Abra menjelaskan, bahwa tanpa adanya pemanfaatan bersama jaringan tenaga listrik, pemerintah sebetulnya sudah menggelar karpet merah bagi swasta untuk memperluas bauran EBT sebagaimana yang dijaminkan dalam Rencana Usaha Penyediaan Tenaga Listrik (RUPTL) 2021-2030. Dalam RUPLT itu, target tambahan pembangkit EBT mencapai 20,9 gigawatt (GW) dengan porsi swasta mencapai 56,3 persen atau setara dengan 11,8 GW.
"Artinya, dengan menjalankan RUPTL 2021-2030 secara konsisten saja, secara alamiah bauran pembangkit EBT hingga akhir 2030 akan mencapai 51,6 persen," tegasnya.
Kedua, pengusulan skema power wheeling kurang relevan, mengingat saat ini beban negara yang semakin berat menahan kompensasi listrik akibat kondisi oversuplai listrik yang terus melonjak. Abra mengatakan, saat ini kondisi sektor ketenagalistrikan sangat miris karena terjadi disparitas yang lebar antara pasokan dan permintaan listrik, sehingga diproyeksikan oversuplai listrik tahun ini akan menyentuh 6-7GW.
"Situasi oversupply listrik tersebut berpotensi makin membengkak karena masih adanya penambahan pembangkit baru hingga 16,3 GW pada 2026 sebagai implikasi dari megaproyek 35 GW," katanya.

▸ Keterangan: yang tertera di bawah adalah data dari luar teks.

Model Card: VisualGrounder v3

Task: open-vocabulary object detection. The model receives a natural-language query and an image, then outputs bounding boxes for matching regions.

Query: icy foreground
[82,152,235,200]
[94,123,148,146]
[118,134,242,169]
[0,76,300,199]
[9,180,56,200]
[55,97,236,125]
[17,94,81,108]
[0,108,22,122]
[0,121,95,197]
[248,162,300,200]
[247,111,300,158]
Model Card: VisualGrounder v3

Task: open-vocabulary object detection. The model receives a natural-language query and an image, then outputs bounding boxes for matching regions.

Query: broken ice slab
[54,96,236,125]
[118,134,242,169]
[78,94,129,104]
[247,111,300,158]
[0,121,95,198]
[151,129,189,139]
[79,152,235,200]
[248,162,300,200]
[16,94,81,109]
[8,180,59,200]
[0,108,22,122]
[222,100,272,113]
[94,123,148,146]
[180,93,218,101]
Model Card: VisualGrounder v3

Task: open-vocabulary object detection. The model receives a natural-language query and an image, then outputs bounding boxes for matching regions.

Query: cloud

Ketiga, implikasi kerusakannya terhadap kesehatan keuangan negara. Di tengah kondisi kelebihan suplai listrik sebesar 1 GW saja, lanjut Abra, biaya yang harus dikeluarkan negara melalui PLN atas konsekuensi skema take or pay bisa mencapai Rp 3 triliun per GW.
"Secara sederhana kalau kita asumsikan rata-rata oversupply listrik sebesar 6-7 GW per tahun, maka potensi oversupply selama 2022-2030 mencapai 48GW-56 GW atau setara dengan tambahan biaya Rp 144-168 triliun," katanya.